Citing the US’ new Department of Government Efficiency (Doge) led by tech billionaire Elon Musk, Wong said Hong Kong could establish an independent task force consisting of members from within and outside the government, including civil servants, scholars, consultants, accountants and economists, to review the efficiency of the civil service.
“The last exercise was more than 20 years ago. The government structure has swollen tremendously and become unavoidably outdated,” said Wong, who has written extensively about civil service reforms. “Starting the review late is better than not doing it at all.”
The last major overhaul took place in 1999 spearheaded by Tung Chee-hwa’s administration. Wong said that round of reforms and a previous one proposed by the British colonial government reduced the size of the government under a “big market, small government” principle.
“Hong Kong has been deviating from this principle. The government should help the market and residents to build wealth, instead of just providing for them,” he said.
For example, the government could study the feasibility of transferring public utilities, such as the water supply and postal service, to the private market, thereby reducing the size of the government and making services more efficient to meet public demands, he said.

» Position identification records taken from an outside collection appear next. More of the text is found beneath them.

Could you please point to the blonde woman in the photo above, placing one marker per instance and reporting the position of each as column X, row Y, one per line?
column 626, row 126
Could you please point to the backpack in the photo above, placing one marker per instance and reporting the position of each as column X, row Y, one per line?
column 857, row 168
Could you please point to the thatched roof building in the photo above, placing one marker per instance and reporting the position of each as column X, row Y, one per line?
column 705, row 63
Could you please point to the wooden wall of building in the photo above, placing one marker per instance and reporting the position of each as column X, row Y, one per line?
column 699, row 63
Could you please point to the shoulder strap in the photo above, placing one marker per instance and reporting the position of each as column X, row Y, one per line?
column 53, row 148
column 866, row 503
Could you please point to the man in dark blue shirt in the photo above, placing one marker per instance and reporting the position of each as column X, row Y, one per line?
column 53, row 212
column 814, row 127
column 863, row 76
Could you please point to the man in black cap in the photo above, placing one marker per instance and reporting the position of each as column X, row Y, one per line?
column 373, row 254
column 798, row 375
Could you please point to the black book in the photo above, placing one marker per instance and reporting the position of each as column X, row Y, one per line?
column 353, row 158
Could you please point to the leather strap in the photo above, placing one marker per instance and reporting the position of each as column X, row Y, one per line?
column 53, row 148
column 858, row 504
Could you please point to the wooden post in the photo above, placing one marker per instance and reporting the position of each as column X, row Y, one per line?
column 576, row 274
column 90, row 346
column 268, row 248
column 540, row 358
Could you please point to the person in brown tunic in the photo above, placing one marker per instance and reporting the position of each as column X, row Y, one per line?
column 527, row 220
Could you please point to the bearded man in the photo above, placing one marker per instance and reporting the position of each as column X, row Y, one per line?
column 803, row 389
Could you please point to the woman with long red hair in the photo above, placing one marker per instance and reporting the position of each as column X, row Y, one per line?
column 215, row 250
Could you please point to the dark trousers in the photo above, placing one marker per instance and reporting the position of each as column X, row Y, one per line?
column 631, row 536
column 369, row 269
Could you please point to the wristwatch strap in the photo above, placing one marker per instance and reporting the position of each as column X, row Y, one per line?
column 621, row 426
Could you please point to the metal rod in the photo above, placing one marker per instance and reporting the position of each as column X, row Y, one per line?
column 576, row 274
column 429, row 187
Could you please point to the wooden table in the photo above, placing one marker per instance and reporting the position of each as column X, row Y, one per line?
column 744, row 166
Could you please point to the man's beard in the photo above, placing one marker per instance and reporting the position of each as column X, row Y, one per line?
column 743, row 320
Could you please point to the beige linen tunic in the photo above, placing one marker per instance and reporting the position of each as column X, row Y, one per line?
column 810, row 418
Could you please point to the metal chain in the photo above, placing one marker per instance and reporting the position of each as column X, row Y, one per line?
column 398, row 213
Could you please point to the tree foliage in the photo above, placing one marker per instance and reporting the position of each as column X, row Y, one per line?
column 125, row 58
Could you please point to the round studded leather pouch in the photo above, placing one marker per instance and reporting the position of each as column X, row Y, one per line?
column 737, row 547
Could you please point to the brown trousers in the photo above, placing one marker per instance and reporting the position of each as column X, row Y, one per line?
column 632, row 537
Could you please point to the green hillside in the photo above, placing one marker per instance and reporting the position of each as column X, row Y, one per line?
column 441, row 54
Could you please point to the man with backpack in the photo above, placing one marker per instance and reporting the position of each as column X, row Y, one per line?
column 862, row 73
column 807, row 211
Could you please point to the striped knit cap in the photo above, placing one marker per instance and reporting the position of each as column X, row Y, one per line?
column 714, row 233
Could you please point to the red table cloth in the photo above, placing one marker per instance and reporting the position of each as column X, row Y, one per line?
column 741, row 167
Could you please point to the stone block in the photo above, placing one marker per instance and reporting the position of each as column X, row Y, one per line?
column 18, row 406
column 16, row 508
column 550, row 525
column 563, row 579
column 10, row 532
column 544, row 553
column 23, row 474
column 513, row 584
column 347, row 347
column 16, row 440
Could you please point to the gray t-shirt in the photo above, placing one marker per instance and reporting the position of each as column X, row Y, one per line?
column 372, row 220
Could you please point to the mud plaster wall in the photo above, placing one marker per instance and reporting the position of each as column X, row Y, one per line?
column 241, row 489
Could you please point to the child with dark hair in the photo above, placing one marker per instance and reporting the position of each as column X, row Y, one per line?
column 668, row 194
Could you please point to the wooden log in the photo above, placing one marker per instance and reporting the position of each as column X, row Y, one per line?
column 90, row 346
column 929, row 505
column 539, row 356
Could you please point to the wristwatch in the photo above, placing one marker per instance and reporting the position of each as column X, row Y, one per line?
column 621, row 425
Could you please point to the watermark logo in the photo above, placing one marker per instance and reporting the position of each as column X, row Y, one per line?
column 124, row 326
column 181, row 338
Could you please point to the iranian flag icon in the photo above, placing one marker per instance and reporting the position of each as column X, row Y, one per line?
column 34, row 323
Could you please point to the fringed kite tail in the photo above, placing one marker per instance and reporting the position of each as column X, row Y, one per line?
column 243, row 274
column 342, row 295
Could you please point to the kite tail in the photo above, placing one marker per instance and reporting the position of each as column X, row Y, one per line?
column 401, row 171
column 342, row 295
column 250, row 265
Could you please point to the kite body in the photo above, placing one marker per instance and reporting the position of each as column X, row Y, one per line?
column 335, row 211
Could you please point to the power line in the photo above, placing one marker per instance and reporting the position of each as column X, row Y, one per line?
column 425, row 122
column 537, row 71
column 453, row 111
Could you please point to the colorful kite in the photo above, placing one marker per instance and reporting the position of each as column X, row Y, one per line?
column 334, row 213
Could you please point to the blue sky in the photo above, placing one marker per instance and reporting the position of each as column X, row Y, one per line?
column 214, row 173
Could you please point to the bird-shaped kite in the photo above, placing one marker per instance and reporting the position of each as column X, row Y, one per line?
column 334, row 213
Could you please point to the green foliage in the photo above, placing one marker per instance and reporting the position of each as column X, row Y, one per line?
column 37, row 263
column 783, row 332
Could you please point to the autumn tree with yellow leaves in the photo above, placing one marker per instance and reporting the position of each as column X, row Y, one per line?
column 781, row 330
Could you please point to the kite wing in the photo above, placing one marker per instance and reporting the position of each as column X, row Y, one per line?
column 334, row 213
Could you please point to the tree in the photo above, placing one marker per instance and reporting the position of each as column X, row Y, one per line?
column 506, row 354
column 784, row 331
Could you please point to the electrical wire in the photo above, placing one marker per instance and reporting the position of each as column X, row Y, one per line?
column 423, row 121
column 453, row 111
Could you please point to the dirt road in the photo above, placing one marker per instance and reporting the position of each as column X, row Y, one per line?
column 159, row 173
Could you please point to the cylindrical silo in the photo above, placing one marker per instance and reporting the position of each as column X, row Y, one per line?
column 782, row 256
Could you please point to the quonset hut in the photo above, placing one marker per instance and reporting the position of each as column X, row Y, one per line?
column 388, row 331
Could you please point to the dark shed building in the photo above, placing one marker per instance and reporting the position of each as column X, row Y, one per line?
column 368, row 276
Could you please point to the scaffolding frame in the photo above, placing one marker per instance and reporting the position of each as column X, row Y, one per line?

Bold reforms to drive new growth are key to restore faith
Last Sunday, Chan highlighted the importance of large infrastructure projects as a key, new driver for Hong Kong’s economic development.
He also hinted that the city had the capability to issue more bonds to match the issuance levels of some advanced economies, citing proposals by scholars and experts.
His assurance came after a survey conducted last month showed that the public was sceptical that the government could balance its books within three years as pledged.
About 72.4 per cent of 740 respondents lacked confidence in the authorities’ ability to meet the turnaround target, while around 20 per cent expected it would take a decade to return to a surplus, according to the poll by New Youth Forum and Hong Kong Thinkers.
“The lack of confidence reflects that people are not sure whether the government could successfully find new sources of revenue to remedy the losses incurred by economic transformation amid the geopolitical tensions,” Wong said.
He added that this year’s budget was critical in assessing the government’s ability to deliver bold reforms with strong political will.
“Instilling confidence in Hong Kong’s economy is way more important than looking for quick cuts for this financial year,” he said.